This was announced yesterday as a foregone conclusion, but it sounds like it became final today. They now have a slight 51-seat majority. The Democrats did very well in their Senate campaign, getting all the states they needed to take back control of congress. They’ve clearly gotten back on the ball.
What does this really mean? The Democratic control of the House means the Democrats will have the power to dig for Republican dirt all they want. They could even pursue impeachment, though it won’t pass the Senate, much as what happened to President Bill Clinton. They’ll have the power to raise spending, and try to raise taxes. Perhaps now Bush will start using his veto power more often. What the Senate takeover means is Bush can forget about nominating conservative judges for the rest of his term, and the far right can forget about overturning the Roe v. Wade decision anytime soon. As I mentioned before it’s also going to mean that immigration policy is going to be more liberal, and Bush will go along with that. A possible emerging issue is embryonic stem cell research. In terms of legislation that may be the most controversial issue to re-emerge out of the remainder of Bush’s term.
I heard something else today that reminded me of something politicians do, but I often see it with Democrats in particular, is they take a small difference and make it sound like a HUGE difference. I’m sure people remember the hot air about “get out of Iraq”, “Bush doesn’t have a plan”, and “Bush has no exit strategy for getting us out of Iraq”. The Democratic leadership in congress has announced that they will not support a rapid withdrawal from Iraq, because they know it would be disasterous. Even Rep. Nancy Pelosi says this. The Democrats have also contacted officials of the Iraqi government to assure them of this. I saw Sen. Dick Durbin on the news saying he didn’t even want a timetable for withdrawal, but wanted to make clear to the Iraqi government that we’ve given them all the tools to make it on their own, and they should start doing that.

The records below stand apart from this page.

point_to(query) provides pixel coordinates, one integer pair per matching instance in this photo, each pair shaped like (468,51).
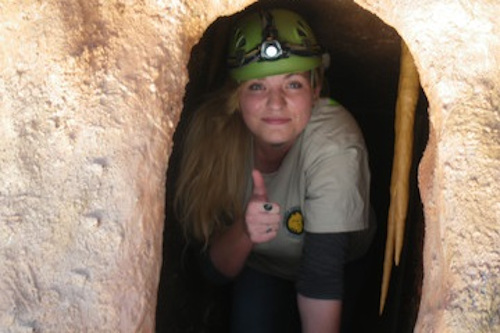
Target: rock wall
(456,46)
(90,94)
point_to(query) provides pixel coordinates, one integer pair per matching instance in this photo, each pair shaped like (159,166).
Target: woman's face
(277,108)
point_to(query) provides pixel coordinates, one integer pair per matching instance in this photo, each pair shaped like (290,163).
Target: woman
(274,181)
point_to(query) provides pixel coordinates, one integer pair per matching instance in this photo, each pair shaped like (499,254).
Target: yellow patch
(295,222)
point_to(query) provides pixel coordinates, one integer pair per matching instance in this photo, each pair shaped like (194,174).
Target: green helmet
(272,42)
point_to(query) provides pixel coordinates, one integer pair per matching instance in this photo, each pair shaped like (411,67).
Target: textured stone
(90,93)
(456,45)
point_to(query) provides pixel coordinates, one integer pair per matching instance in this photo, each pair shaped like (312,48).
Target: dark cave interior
(363,76)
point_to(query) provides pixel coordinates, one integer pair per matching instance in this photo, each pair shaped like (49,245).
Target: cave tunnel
(363,76)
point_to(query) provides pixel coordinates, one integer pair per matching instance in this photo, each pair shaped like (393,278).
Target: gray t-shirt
(322,186)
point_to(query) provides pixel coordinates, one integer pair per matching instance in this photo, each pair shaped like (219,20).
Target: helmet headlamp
(271,50)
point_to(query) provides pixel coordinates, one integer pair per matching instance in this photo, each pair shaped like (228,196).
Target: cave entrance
(363,76)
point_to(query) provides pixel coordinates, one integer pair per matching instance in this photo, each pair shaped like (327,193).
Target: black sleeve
(321,272)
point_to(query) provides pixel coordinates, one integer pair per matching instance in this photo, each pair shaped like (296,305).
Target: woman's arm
(230,250)
(320,282)
(319,315)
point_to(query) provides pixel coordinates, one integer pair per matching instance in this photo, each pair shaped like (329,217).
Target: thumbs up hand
(262,218)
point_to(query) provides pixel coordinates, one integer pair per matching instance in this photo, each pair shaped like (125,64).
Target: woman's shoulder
(331,122)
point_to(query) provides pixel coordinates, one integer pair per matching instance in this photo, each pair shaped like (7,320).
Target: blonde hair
(211,183)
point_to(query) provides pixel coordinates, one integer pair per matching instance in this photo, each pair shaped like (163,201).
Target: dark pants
(263,303)
(266,304)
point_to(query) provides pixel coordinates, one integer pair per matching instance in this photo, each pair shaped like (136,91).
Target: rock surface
(90,94)
(456,46)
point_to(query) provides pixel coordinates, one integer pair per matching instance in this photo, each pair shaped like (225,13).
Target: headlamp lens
(271,50)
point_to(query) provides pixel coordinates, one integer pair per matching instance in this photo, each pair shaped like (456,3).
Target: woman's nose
(276,99)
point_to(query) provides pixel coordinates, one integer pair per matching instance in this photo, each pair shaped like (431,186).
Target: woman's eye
(295,85)
(256,86)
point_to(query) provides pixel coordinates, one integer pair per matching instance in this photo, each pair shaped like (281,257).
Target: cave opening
(363,76)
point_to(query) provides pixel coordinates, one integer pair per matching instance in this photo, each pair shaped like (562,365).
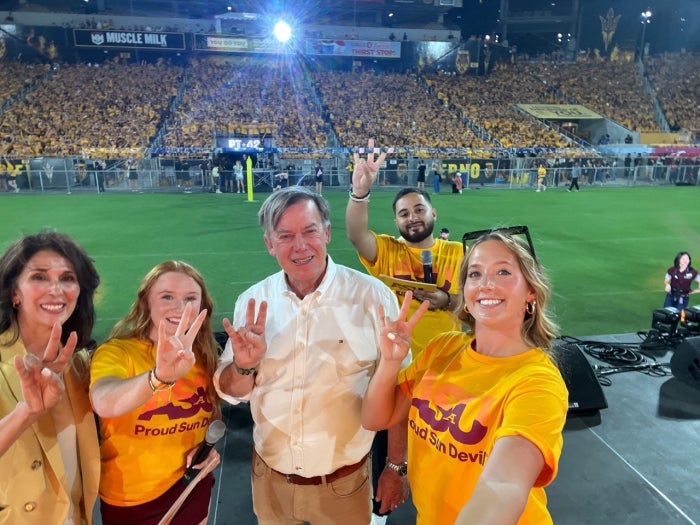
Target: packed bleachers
(676,80)
(114,109)
(247,99)
(393,108)
(106,111)
(613,89)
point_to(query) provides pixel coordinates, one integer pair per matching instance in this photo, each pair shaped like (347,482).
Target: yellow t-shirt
(396,259)
(144,451)
(461,403)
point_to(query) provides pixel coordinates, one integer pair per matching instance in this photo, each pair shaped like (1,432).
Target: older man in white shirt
(304,363)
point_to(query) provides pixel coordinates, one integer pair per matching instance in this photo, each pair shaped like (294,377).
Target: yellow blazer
(32,476)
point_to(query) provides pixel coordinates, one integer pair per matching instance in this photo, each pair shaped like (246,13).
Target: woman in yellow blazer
(49,453)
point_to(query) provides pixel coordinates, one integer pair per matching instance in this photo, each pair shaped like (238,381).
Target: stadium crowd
(120,110)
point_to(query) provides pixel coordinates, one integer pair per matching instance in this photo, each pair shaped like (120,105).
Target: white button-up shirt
(321,353)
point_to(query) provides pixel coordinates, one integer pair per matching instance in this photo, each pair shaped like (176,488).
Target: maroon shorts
(193,510)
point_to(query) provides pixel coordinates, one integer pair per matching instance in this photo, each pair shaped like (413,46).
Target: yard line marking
(643,478)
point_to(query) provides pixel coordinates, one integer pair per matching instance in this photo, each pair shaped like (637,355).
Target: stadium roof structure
(387,13)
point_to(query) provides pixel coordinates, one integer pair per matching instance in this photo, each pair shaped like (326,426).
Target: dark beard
(419,235)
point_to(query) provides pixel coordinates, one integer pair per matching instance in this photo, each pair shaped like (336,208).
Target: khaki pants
(346,501)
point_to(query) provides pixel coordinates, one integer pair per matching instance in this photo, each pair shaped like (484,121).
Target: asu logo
(447,420)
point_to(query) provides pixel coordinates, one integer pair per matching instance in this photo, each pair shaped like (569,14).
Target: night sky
(675,24)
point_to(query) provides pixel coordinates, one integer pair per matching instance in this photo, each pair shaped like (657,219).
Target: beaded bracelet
(356,198)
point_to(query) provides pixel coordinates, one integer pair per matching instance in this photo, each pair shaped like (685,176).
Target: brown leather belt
(295,479)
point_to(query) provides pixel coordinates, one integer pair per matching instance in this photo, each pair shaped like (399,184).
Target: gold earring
(530,307)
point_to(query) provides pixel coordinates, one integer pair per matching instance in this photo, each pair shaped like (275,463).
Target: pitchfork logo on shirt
(180,416)
(443,433)
(186,408)
(447,420)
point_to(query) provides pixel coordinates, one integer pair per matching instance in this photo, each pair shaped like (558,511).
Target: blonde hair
(137,323)
(538,329)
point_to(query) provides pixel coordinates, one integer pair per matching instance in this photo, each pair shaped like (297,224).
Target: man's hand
(392,490)
(248,342)
(365,172)
(395,338)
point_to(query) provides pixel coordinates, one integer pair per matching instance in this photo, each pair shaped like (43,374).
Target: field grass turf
(606,248)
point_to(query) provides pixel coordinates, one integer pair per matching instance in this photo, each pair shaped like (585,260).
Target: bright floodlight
(282,31)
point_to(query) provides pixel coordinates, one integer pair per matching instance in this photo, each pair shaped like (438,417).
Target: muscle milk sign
(129,39)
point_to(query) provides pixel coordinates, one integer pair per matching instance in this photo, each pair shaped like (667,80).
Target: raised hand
(41,387)
(55,357)
(248,341)
(365,172)
(395,341)
(174,355)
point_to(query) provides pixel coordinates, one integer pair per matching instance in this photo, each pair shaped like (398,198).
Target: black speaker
(585,393)
(685,362)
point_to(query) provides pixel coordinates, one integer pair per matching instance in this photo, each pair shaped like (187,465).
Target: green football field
(606,248)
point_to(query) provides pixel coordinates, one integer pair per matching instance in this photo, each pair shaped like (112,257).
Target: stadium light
(282,31)
(645,18)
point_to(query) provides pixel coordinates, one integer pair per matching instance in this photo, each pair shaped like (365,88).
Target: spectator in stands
(457,182)
(49,452)
(318,177)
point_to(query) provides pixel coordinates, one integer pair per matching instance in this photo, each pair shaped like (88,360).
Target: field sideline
(606,248)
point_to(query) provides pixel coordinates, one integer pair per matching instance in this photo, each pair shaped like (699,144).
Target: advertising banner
(237,44)
(99,38)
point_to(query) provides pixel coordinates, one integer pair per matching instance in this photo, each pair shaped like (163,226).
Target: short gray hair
(277,203)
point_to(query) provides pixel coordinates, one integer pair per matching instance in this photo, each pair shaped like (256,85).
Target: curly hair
(137,323)
(12,263)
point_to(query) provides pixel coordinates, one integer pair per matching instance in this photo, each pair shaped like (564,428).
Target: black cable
(620,357)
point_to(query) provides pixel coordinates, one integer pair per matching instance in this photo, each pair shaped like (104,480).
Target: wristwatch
(244,371)
(400,468)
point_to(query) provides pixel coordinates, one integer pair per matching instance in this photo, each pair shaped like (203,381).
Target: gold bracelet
(164,385)
(357,198)
(244,371)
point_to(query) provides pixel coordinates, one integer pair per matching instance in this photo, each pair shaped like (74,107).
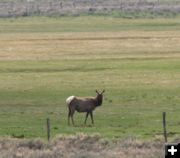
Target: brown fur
(84,104)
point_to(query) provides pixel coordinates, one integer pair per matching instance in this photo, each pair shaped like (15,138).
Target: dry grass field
(80,146)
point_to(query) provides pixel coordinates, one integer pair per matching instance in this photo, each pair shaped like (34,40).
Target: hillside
(122,8)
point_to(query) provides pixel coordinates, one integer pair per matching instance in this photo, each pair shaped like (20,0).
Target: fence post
(48,129)
(164,126)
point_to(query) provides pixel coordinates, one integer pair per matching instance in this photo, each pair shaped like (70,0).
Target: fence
(10,8)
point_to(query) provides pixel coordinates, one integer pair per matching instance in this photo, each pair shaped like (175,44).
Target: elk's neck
(98,101)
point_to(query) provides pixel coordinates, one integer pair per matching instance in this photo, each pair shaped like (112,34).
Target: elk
(83,104)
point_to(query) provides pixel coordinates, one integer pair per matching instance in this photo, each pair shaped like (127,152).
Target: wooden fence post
(164,126)
(48,129)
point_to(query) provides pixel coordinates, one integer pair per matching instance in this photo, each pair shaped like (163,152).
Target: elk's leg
(69,114)
(86,117)
(91,113)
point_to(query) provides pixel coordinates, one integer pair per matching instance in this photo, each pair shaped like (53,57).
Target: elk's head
(99,97)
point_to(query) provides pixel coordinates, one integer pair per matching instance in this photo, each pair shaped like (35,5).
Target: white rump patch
(69,99)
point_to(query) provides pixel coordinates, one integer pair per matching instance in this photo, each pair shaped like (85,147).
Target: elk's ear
(96,91)
(103,91)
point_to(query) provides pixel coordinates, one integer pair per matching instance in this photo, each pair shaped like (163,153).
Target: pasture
(44,60)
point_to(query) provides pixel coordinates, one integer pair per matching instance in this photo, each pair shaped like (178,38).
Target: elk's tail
(69,100)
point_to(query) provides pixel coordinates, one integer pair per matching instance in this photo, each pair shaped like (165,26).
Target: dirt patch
(80,146)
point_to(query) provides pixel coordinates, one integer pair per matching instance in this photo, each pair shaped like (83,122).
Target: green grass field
(45,60)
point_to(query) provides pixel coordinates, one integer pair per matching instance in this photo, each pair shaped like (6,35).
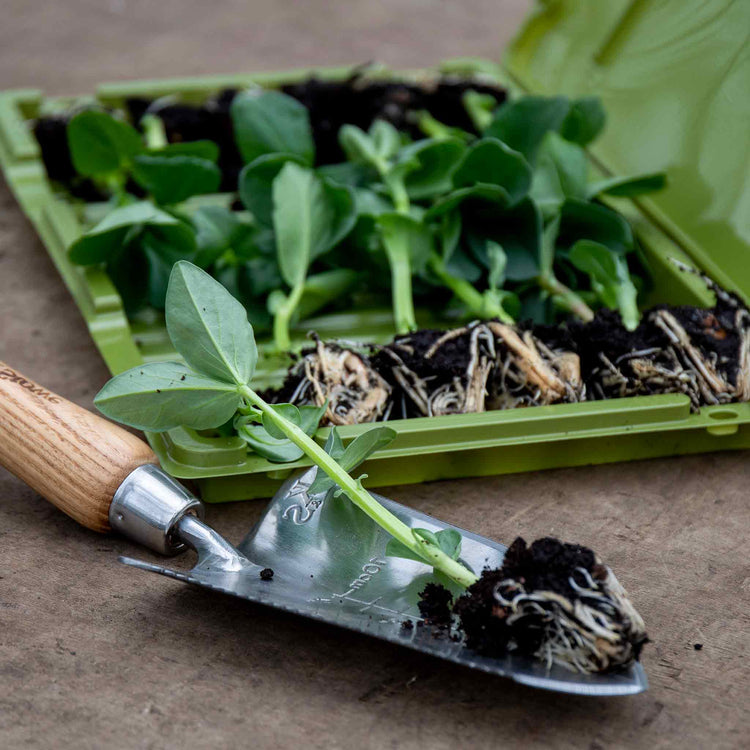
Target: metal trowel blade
(329,564)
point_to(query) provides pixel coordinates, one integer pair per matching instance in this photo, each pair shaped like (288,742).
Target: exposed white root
(597,630)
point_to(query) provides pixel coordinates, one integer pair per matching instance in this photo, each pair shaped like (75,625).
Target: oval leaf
(584,121)
(267,122)
(434,162)
(256,184)
(580,220)
(99,143)
(173,179)
(288,412)
(164,395)
(522,123)
(628,186)
(271,448)
(364,445)
(310,217)
(491,162)
(123,226)
(208,326)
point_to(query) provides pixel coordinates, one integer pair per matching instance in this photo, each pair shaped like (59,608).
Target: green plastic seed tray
(671,75)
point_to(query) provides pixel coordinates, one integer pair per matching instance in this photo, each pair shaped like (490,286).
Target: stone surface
(93,654)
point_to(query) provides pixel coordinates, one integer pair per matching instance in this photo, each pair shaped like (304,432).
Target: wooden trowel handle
(70,456)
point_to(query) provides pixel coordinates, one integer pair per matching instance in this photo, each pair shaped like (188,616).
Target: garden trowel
(328,558)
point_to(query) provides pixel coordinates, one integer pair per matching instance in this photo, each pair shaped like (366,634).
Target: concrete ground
(94,655)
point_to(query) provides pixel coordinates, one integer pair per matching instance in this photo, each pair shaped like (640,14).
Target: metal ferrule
(148,506)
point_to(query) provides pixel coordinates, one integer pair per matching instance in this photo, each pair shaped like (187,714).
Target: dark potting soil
(546,565)
(435,605)
(715,332)
(357,100)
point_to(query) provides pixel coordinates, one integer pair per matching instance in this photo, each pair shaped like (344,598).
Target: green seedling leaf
(584,121)
(202,149)
(267,122)
(433,128)
(480,108)
(568,163)
(522,123)
(162,396)
(256,184)
(449,234)
(426,535)
(100,144)
(361,448)
(217,229)
(490,162)
(289,412)
(405,240)
(334,445)
(272,449)
(348,173)
(581,220)
(310,416)
(628,186)
(547,247)
(323,288)
(208,327)
(518,230)
(127,226)
(174,179)
(427,166)
(310,216)
(461,266)
(449,540)
(358,146)
(610,278)
(498,261)
(385,138)
(364,445)
(491,195)
(369,203)
(394,548)
(161,255)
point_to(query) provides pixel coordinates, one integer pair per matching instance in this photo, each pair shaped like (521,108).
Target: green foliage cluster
(211,332)
(508,221)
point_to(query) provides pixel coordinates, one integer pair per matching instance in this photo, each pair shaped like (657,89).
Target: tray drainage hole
(723,414)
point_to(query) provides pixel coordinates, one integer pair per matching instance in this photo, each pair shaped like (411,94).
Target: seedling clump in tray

So much for the rhetoric. They’re saying the same things in a different way. In reality the Democratic leadership is in the same place as Bush on this issue. So, what’s changed? Nothing?
Gen. Casey said a few weeks ago that he estimated we could start pulling troops out of Iraq by 2008. Is this what the Democrats were talking about? If so, Bush has certainly heard of and approved the same plan. It’ll be interesting to see if the new incoming Democrats will demand that their party take a more aggressive posture on this issue.
I don’t know what Durbin is talking about, incidentally. The Iraqi government assumed sovereignty two years ago. Sovereignty means making your own decisions, and they have, often to our consternation. People have complained about Iraqi PM Maliki saying something nice about Hezbollah, and releasing prisoners captured for
trying to overthrow the government attacking civilians, or allied forces. That’s them making their own decisions. The real problem is we haven’t liked it so far. I think most people would prefer that we take control away from the Iraqi government, because then they wouldn’t be able to say and do things we don’t like. We wouldn’t have to deal with the political ramifications of going after Muqtada al-Sadre, and confronting Iran more aggressively.
So the Democrats have had it both ways. They get to complain and act like they’re going to act more aggressively on Iraq, but the story within their party is more complex than that. The leadership is setting the tone early to rein in those within their ranks who want to be more aggressive and abandon Iraq. Will the newcomers push back, or was their rhetoric the same hot air? For America’s sake I hope it was just hot air. If the Democrats won power by fooling the voters a bit, taking advantage of public anger and frustration, fine. I’ll be relieved if they show cooler thinking going forward.